In other words, think about what would make you want to know more and click. Write down what you do in headline form, including what you write about, who you write for, and why you write, and rearrange these in 15-20 different ways. They don’t have to be perfect, which is why I’m recommending a lot of them.
Choose a couple that appeal to you most and ask yourself, “Would this give people this crazy itch to click? Would I click on this?” And if what you come up with doesn’t pass your Clickbait Test, then try again.
This intro has worked really well for me for most people, like friends of friends:
I’m a digital nomad who works from anywhere as long as I have internet.
Full stop. It’s simple and short.
At this point, most people expect me to go on, but I’ve withheld information and the “working from anywhere” inspires curiosity, especially if the person is around my age. I let the brief silence settle in (though it took me a long time to be okay with silence). And usually two things happen:
- If the person has heard of a digital nomad, they will likely be very intrigued by or envious of my ability to work from anywhere while making that chedda, and usually wants to know more about the specifics of what I do. Once they’re baited, I usually tell them, “I write for Lifehacker.com and manage a couple of websites.” And the hooks are fully in.
- If the person has never heard of a digital nomad, they will more than likely probe further. I usually jokingly say, “It’s a really douchey way to say I travel the world while working out of my laptop.” Then it goes full circle to “what do you do as a digital nomad?”
But if I am talking to a fellow digital nomad or someone more tech-savvy, I might say:
You might’ve seen my articles giving self-help advice on Lifehacker.com.
When I was with IGN.com or Bodybuilding.com, it was:
Oh, I play and write about video games for IGN.com.
I’m an editor at the fitness website Bodybuilding.com. I help change lives.*
* That was Bodybuilding.com’s slogan.
If you write about science or something, you might say:
I help people make sense of all this science information on <whatever site>.

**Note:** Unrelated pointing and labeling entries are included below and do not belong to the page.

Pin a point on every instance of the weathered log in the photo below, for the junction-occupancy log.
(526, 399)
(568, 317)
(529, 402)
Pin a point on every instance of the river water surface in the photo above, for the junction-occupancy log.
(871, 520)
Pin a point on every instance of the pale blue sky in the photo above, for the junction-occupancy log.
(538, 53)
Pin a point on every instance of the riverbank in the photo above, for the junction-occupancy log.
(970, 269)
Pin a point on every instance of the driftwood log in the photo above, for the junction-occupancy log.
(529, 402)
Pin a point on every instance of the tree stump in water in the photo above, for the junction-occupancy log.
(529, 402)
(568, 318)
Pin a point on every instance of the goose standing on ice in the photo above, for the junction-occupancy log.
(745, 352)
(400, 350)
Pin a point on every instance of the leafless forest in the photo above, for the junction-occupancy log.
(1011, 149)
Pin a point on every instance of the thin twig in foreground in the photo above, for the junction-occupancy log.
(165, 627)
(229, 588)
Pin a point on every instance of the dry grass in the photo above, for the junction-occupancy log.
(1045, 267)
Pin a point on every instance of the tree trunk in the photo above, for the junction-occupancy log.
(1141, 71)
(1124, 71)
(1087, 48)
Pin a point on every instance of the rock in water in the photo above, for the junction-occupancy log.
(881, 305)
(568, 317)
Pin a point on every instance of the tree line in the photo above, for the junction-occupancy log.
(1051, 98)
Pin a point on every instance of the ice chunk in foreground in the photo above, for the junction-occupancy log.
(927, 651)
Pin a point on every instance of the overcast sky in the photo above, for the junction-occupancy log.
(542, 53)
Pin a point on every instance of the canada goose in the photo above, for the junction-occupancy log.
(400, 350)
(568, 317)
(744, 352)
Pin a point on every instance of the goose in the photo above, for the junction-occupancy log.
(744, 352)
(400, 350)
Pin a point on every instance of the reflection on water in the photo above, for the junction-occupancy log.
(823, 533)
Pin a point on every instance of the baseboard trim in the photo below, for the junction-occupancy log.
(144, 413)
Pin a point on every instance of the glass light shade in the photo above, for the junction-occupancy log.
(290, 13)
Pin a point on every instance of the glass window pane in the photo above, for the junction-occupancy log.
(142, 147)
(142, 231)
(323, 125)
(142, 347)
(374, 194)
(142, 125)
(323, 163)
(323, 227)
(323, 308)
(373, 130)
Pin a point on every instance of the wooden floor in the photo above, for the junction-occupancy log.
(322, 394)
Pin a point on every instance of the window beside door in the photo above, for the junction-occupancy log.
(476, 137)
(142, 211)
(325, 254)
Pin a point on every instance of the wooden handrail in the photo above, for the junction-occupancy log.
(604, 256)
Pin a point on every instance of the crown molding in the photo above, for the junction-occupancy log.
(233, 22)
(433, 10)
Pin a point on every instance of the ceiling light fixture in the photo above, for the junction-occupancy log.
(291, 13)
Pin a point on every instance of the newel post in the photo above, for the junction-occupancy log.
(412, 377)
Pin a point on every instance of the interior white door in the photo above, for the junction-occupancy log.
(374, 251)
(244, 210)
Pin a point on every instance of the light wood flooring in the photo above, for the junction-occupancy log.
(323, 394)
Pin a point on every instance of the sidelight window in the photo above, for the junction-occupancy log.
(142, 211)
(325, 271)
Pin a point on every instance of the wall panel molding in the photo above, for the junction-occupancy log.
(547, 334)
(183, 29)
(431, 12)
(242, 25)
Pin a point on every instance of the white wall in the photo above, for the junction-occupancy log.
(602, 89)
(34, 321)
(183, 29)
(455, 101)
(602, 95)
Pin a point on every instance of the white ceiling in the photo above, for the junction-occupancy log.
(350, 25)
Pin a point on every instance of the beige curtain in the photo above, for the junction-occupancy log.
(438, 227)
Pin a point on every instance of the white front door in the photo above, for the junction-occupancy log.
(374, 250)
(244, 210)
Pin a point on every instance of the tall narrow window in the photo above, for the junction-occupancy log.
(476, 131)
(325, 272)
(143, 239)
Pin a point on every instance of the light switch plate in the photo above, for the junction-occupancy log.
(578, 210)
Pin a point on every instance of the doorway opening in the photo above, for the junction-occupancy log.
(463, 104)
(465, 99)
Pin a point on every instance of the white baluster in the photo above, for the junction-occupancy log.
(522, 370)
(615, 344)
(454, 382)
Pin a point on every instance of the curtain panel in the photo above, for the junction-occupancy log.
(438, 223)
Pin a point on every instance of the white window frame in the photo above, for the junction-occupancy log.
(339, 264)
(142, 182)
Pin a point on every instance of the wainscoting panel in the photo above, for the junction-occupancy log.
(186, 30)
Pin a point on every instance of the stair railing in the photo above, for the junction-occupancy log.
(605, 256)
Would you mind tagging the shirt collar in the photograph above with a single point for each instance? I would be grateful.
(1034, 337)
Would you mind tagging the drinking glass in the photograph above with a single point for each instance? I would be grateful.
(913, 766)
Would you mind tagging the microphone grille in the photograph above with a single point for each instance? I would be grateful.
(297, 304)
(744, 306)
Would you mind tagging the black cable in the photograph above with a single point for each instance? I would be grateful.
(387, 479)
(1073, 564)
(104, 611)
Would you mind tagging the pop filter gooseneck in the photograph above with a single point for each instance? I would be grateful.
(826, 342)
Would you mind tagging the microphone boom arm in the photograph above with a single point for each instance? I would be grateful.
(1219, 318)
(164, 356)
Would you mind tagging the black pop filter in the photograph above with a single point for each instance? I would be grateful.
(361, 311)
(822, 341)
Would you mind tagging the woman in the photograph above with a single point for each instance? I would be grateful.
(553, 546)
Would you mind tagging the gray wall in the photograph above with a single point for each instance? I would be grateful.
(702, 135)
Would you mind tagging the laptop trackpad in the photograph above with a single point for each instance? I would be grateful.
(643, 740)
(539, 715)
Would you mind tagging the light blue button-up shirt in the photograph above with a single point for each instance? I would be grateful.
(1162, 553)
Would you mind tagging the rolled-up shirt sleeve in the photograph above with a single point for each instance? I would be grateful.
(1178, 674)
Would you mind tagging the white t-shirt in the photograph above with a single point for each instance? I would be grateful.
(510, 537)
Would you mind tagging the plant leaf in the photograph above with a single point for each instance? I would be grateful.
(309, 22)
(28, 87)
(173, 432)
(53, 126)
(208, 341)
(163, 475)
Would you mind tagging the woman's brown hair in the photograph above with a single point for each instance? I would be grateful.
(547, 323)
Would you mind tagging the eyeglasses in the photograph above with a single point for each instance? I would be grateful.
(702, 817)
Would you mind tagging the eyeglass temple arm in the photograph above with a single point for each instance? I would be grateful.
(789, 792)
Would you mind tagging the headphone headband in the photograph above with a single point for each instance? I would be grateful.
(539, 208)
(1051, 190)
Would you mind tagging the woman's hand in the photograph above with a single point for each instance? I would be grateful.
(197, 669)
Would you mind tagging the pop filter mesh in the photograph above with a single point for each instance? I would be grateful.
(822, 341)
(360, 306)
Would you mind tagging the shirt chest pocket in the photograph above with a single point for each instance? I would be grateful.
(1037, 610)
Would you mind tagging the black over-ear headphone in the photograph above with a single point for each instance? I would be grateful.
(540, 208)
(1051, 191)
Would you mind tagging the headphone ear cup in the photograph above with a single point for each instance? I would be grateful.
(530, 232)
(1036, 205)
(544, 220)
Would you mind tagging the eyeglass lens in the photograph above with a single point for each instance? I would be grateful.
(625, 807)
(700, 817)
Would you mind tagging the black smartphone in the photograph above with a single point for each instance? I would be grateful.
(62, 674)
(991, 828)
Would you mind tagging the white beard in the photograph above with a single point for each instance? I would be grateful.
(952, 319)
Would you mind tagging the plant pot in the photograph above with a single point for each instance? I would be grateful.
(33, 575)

And on and on it goes. You get the gist. Notice here that I gave examples of the benefits people might get as a result of my work. As I mentioned in my post about harsh truths, people only want to know what you can offer them. But also, they want to know you’re a writer who just isn’t publishing “Dear Diary…” posts into the ether.
The goal of answering the “So what do you do?” question is not to word vomit what you do in one go, but to get people curious enough so that you actually do have the chance to talk more about your writing. Otherwise, a “writer” or “freelance writer” is just a boring, blanket label.
Ultimately, as a writer, you’re still a business and you need to be able to tell someone that you’re worthy of being acknowledged. On the other hand, if I have no interest in talking about what I do, then I shut down the conversation by saying I’m a writer. It works to my advantage sometimes, too.